Wednesday 25 November 2020

THE HORROR OF SIN BEFORE HISTORY

Telling a man not to sin because sin is an offence to the avenging God of theologies preached in the churches do not turn him away from evil, because that God, for him, shows itself to be a distant, absent, transcendent, an alien entity to this man - especially if he comes to know in reality that God cannot be “offended” or hurt - and that this God had been dead for many millennia, from so many “offences” received daily, and if there are other inhabited worlds by conscious and free beings who can also sin, God, should lead a highly troubled and unhappy life under the weight of so many blows.

Only man who has attained the true conception of God, the knowledge of himself and soul as a grand cosmic unity - the Infinite of divinity revealed in finite man – only him alone has a sufficiently powerful motive not to offend God, because only then can he avoid offending himself, his divine soul, degrading his personality, worthy of immense respect for being “a partaker of the divine nature.”

To suggest to man the contempt for himself is to open the door to self-degradation; for if he considers himself evil by nature, it will not matter to him that he descends a few steps further down the scale of his wickedness. The conviction of being evil is the prelude to being worse, and this prelude is the eve of being bad. Being bad is the logical conclusion of a pessimistic premise. But if the sinner knows that although he is dynamically evil, he is potentially good and that this profound potential goodness can blossom into vast dynamic goodness, then he has all the tools in his hand to find a way out of the dark habit of evildoing, towards the glare of the light of ever greater and more radiant kindness.

If Mary Magdalene, often quoted in the Gospel and mislabeled maliciously by the church as the “public sinner possessed of seven demons,” had not believed in her latent purity, nor could Jesus himself have been able to purify her because any syntony or approximation would be missing, i.e., the identity between him and her.

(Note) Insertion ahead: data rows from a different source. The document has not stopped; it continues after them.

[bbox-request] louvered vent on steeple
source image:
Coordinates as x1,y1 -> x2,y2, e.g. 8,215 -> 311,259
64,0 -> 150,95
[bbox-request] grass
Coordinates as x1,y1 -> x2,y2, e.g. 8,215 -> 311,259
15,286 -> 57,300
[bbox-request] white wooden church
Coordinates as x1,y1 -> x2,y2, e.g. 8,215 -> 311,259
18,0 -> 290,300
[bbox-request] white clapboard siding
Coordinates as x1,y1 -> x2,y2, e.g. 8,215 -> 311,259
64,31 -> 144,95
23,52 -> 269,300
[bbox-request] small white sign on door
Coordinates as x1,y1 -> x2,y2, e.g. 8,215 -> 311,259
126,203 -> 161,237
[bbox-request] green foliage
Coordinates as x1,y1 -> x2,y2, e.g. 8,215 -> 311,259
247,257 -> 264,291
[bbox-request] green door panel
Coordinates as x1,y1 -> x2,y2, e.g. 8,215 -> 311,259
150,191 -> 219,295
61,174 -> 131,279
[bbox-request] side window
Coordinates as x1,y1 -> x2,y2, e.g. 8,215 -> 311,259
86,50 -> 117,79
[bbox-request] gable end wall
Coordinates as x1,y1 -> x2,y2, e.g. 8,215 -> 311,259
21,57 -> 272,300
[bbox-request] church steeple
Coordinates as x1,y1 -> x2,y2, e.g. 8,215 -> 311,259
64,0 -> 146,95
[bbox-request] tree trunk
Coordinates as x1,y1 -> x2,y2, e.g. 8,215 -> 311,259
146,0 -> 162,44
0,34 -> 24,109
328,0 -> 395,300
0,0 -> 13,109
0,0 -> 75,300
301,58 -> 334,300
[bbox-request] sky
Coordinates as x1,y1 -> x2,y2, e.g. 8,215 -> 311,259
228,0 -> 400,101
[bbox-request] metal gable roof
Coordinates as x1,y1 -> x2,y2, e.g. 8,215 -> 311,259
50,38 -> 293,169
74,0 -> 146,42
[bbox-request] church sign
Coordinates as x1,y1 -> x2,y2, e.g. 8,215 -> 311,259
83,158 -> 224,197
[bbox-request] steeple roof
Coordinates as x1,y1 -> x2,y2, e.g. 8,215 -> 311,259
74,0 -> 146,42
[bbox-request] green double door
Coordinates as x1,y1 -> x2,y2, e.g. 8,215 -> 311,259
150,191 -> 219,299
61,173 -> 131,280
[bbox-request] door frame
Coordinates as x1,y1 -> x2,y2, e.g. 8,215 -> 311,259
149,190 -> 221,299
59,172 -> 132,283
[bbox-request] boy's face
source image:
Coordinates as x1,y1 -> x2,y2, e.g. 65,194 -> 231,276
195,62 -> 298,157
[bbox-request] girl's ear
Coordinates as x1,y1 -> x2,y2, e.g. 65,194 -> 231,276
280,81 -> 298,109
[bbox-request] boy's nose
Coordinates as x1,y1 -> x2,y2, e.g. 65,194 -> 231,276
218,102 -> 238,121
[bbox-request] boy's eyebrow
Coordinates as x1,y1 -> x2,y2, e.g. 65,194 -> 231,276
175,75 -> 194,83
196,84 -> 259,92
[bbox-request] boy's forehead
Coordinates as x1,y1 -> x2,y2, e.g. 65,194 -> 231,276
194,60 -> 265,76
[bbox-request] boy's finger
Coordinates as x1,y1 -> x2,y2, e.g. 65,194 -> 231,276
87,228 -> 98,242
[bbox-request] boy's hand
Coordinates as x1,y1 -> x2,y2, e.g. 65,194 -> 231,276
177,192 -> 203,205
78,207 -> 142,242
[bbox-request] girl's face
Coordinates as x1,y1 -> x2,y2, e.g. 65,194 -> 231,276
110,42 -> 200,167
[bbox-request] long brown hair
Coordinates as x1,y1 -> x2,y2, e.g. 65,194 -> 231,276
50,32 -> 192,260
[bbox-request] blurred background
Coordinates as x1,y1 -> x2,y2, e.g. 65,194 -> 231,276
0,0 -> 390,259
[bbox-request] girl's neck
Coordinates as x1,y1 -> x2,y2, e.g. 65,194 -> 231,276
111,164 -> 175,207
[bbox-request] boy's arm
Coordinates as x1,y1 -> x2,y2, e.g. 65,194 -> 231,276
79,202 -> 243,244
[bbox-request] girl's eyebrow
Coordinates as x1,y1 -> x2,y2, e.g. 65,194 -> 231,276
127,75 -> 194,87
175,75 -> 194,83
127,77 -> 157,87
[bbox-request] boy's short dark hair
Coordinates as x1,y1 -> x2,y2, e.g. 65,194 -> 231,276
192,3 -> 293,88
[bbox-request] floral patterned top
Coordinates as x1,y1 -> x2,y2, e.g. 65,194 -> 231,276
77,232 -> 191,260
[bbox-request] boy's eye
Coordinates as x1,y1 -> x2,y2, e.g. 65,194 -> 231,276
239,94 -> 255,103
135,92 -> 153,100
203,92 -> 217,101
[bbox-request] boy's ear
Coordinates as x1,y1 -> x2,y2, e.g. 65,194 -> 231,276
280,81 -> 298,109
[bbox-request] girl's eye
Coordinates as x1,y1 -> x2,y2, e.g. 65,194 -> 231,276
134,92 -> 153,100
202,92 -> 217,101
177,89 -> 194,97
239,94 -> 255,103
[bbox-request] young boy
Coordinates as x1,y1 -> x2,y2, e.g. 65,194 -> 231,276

Every man who knows the truth - the “liberating truth” - firmly believes in the redeeming Christ, but also knows with the same certainty, as Paul of Tarsus, that “the Christ lives in him” and that this inner Christ, though still dormant at the bottom of the boat stirred by the storms of life, it can wake up in this man, rise up sovereign and command the raging winds and raging seas - and a great bonanza will be made in this man's soul because the Christ who was dormant in him has awakened.

The day will come when, despite the positive but melancholy view of some, Christendom will enter a new phase of comprehending the genuine and integral Christianity.